A few highlights from our findings, include:
- We need affordable mental health resources. Young people in the Las Vegas area report cost as the greatest barrier to finding support.
- Young people want to show up for themselves and others. 80% of respondents are comfortable taking classes that teach skills to support mental wellness.
- Young people need accessible mental health resources. Las Vegas area youth share their mental health is a priority (85%) but almost one-in-three respondents say they rarely or never have access to resources to deal with issues including bullying, suicidal ideation, sexual harassment, or online harassment.
- Peer support skills matter. Respondents share they are feeling more “anxious” (60%) than in past years, and they turn to each other for support with 71% of survey takers saying they rely on peers and friends rather than mental health professionals.
- We need open, honest conversations about mental health. Nearly half of all respondents and 63% of LGBTQ+ respondents reported they rarely or never have conversations about mental health.
- The “second pandemic” of mental health. 46% of respondents knew someone who attempted or died by suicide, compared to 37% who knew someone who died of COVID-19. A majority of Black (62%) and LGBTQ+ youth (52%) knew more people in their community who attempted or died of suicide last year than of COVID-19 (39% and 43% respectively).
Click here to read the full report.
As an organization, these findings are hard to read but they also serve as an urgent call to action. We are proud to continue our work in Las Vegas, informed and led by the perspectives and needs of young people. As a parent of three boys (in middle and high school), the findings of this survey hit close to home. It is for these reasons and more that we included suggestions to put kindness into action in support of your own or a loved ones’ mental health throughout the report and an appendix at the end with organizations and resources in the Las Vegas area.

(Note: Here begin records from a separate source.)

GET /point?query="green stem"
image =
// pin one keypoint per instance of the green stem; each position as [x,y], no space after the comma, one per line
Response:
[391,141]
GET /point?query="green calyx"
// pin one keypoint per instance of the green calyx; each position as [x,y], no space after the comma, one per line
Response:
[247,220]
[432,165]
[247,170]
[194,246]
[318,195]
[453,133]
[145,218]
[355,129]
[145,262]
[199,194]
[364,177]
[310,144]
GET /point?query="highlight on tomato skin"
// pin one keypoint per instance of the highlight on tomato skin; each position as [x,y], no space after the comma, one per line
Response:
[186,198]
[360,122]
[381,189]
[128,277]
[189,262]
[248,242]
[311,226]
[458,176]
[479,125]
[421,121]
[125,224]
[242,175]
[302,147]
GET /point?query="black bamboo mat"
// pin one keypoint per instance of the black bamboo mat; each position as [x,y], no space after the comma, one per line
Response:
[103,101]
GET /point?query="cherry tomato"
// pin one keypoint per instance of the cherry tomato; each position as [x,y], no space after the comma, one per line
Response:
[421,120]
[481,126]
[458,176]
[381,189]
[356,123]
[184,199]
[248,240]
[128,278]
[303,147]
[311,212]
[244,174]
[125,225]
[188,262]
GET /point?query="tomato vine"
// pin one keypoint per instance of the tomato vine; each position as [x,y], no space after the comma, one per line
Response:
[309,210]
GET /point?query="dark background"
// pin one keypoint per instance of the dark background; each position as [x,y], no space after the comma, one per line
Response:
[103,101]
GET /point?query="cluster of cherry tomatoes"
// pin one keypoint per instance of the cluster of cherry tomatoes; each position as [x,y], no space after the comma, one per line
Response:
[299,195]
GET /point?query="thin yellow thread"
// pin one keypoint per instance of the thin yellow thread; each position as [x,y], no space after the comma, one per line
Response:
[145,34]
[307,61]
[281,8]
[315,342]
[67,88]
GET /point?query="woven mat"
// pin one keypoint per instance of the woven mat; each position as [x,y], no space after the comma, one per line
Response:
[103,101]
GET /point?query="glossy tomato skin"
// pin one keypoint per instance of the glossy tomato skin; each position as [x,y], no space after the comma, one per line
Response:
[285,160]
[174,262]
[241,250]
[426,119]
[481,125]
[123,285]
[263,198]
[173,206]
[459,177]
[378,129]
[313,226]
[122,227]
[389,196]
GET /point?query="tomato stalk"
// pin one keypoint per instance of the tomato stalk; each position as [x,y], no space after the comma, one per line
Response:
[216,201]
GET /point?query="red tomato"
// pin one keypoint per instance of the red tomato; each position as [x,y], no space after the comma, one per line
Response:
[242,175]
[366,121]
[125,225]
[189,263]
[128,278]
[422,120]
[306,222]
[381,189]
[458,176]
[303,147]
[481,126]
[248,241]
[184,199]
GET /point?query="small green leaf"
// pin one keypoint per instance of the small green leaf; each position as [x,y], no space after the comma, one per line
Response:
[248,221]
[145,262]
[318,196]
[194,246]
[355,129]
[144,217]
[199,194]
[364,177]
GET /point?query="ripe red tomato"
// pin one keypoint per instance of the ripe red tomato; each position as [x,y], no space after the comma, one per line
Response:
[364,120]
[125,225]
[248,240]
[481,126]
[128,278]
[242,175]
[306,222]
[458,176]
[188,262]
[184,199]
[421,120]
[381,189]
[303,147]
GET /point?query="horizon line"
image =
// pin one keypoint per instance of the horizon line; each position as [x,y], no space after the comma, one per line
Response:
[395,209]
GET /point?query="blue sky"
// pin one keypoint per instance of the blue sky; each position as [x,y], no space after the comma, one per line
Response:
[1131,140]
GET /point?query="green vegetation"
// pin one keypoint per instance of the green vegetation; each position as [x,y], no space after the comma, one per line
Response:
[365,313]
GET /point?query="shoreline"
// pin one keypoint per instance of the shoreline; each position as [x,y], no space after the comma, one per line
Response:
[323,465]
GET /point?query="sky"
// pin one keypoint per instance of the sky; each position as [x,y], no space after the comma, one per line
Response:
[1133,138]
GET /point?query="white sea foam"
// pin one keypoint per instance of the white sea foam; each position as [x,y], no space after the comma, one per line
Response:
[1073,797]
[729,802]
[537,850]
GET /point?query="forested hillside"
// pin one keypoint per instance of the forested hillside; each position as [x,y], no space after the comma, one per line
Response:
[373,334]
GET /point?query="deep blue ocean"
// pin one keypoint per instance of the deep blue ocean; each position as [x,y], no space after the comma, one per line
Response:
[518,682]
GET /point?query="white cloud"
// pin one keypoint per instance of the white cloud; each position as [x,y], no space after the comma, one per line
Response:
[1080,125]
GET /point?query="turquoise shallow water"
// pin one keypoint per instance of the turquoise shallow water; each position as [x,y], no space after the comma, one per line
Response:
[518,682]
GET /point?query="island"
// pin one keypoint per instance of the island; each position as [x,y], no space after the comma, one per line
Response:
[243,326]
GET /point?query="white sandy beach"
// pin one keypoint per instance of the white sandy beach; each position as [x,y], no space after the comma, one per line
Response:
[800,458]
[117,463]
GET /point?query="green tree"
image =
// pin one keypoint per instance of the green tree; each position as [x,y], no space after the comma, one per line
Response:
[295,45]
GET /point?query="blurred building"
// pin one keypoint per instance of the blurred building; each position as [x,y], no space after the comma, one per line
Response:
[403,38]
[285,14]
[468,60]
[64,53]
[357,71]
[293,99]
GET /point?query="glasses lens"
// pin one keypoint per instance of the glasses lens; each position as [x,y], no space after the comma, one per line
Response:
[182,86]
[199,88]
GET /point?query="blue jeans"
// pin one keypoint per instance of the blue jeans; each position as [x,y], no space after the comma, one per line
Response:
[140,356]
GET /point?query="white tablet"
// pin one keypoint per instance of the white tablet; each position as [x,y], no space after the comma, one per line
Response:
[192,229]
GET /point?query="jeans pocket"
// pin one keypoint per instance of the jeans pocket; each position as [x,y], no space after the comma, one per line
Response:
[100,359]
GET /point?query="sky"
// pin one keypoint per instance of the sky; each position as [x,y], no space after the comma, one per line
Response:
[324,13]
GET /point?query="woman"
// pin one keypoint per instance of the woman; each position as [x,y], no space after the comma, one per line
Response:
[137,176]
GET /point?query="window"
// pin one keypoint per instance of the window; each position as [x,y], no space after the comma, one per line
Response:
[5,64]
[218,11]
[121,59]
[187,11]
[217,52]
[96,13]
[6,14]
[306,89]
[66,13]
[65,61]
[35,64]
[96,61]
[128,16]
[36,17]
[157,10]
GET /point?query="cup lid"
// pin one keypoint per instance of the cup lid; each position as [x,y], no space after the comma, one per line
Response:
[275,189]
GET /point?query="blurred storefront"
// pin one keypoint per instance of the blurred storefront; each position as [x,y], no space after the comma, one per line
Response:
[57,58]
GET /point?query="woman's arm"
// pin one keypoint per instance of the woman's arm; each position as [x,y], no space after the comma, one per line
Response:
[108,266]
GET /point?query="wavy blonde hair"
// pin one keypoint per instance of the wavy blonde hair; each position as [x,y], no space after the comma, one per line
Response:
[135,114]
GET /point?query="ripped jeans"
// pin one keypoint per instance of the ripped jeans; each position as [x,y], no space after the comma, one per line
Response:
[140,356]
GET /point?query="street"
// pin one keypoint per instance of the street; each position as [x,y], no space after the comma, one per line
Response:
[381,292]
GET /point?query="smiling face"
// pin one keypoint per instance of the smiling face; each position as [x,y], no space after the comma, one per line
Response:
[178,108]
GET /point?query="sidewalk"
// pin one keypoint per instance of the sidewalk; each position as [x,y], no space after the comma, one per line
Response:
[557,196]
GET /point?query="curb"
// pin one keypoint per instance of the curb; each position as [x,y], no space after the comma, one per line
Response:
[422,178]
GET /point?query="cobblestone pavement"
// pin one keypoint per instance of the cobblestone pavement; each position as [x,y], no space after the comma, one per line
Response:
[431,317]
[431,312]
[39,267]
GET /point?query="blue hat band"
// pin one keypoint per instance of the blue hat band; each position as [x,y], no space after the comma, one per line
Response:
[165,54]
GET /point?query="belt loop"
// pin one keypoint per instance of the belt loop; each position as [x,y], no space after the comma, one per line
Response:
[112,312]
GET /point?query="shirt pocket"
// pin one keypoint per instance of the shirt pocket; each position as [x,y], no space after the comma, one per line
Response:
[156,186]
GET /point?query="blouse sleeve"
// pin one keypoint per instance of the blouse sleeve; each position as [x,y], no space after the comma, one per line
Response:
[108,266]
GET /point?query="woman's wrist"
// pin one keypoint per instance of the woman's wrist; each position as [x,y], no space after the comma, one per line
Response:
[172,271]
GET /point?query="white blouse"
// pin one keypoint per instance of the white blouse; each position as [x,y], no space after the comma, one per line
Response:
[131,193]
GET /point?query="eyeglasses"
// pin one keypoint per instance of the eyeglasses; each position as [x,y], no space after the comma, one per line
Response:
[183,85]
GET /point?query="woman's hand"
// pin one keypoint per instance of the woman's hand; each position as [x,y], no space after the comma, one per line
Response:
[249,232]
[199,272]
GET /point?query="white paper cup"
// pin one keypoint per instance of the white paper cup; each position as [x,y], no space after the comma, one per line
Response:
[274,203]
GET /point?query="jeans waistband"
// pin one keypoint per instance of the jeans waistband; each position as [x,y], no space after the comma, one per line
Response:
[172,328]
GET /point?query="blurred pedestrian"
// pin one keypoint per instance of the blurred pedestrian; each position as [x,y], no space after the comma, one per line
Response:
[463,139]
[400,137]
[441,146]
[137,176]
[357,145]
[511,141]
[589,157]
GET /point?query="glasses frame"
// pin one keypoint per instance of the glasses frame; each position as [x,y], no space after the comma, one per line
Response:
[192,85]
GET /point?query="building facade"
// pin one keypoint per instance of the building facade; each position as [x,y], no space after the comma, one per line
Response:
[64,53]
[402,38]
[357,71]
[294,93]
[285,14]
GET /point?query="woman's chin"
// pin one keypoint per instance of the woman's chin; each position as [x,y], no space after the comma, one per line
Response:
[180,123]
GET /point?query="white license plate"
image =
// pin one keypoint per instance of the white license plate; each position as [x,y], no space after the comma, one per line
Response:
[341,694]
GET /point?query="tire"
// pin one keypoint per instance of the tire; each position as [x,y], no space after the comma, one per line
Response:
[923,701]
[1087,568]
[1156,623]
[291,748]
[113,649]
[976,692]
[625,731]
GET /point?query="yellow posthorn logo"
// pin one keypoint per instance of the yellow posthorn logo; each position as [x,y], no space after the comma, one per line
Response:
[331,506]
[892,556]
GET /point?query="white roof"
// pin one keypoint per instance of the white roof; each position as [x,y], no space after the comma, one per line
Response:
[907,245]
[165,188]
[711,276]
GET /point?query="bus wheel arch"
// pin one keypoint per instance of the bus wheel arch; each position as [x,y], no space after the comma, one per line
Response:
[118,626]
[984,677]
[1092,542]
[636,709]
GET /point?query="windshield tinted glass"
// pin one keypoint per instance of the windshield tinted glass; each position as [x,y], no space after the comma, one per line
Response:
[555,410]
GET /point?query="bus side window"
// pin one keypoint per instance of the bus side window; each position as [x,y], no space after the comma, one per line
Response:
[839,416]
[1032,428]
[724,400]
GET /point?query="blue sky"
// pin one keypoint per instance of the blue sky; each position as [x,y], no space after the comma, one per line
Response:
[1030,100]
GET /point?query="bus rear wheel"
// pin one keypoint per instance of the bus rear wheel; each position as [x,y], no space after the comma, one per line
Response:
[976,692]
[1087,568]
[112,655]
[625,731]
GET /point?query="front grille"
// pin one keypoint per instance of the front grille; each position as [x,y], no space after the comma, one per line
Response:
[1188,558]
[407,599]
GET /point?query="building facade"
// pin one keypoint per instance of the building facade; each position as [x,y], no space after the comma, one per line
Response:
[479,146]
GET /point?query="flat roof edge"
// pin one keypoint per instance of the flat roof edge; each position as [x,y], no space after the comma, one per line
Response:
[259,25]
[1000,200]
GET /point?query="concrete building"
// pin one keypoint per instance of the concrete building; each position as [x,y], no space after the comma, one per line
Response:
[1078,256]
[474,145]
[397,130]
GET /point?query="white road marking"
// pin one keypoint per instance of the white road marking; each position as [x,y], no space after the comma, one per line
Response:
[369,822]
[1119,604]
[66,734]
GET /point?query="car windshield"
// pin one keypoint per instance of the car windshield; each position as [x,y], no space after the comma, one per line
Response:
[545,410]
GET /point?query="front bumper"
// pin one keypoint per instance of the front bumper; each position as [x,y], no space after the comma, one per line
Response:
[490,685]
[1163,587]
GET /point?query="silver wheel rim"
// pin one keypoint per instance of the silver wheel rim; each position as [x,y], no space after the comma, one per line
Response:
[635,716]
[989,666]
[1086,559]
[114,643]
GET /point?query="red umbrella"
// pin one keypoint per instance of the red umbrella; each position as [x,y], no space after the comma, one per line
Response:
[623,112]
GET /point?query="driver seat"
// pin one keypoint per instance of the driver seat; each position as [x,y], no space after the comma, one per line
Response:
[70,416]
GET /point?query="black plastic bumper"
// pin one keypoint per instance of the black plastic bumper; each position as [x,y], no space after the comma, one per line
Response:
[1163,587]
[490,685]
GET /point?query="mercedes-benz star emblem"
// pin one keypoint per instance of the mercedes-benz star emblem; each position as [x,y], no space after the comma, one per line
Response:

When you read this report, I hope you will put your kindness into action in support of your own and others’ mental wellness. Each and every one of us has a role in helping to improve the mental health of those around us and subsequently our collective mental wellness. Your kindness has the power to put a smile on someone’s face or save a life.
I look forward to your thoughts, and I am grateful for the kinder, braver world we are building together.